In the past, "playing with your child" meant inviting them into your world. The work of running a household or a farm: kneading bread, mending fences, gathering eggs, sorting seeds, churning butter. Each activity developed different fine and gross motor skills and taught simple problem-solving.

And children are natural mimics. They want to do what the adults around them are doing. They crave competence and contribution. "Can you count how many potatoes we've picked?" was a game. And the crucial difference is that IT MATTERED. The child knew they were helping, they were needed, and they grew into capable human beings.

Then everything changed.

"Work" moved outside the home and became more specialised and less child-accessible. Rewards became monetary, and foundational work was outsourced. We created a separate category called "children's activities." Play became its own industry (monetised, I will add for emphasis). First came structured games like Monopoly, Checkers, and card games. These had rules, winners, losers, and definite endpoints. They served a purpose: teaching strategy, patience, and social skills.

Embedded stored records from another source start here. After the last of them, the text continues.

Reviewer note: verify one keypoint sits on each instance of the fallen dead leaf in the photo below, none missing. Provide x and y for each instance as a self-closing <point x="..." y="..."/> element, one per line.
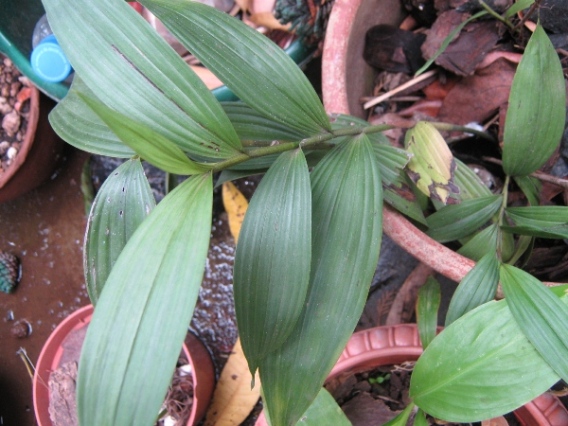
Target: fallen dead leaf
<point x="476" y="98"/>
<point x="233" y="398"/>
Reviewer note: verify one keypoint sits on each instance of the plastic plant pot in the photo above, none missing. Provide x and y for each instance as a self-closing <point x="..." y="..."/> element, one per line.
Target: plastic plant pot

But notice what was lost: the work wasn't real anymore. You were moving fake money around a board, not learning to actually manage household resources. Then games became even more abstract. Uno, video games, and now Roblox. Each iteration requires less human intervention and physical skill. A child can play for hours without a single adult interaction, without developing any practical capability, without producing anything tangible.

What have we normalised? The idea that children need to be entertained and diverted, kept busy with activities designed specifically for them, in spaces designed specifically for them, consuming content designed specifically for them.

Now, before you accuse me of being some productivity-obsessed taskmaster who wants to turn childhood into a joyless grind (perhaps I am and this write-up is me trying to justify it), I want you to think about it. This is about recognising that humans of all ages need to feel useful. We need to build real skills, solve real problems, and contribute to something that matters. Children aren't exempt from this need.

When we involve kids in real work like cooking an actual meal, or organising an actual closet, or planting an actual garden, we're not stealing their childhood. We're giving them something video games don't: the satisfaction of competence, the joy of working alongside someone they love, and the knowledge that they're capable.

When children grow up experiencing meaningful work as fun collaboration, they become adults who can find satisfaction in daily tasks, who can use their hands to solve practical problems, and who can work with others towards common goals.

But here's the uncomfortable truth: when adults are outsourcing everything (cooking, cleaning, home repairs, yard work) and when housework and groundwork are considered backward rather than foundational, and we're so far removed from any semblance of self-sufficiency... how exactly are we the adults in the game of life?

But that's a topic for another blog post.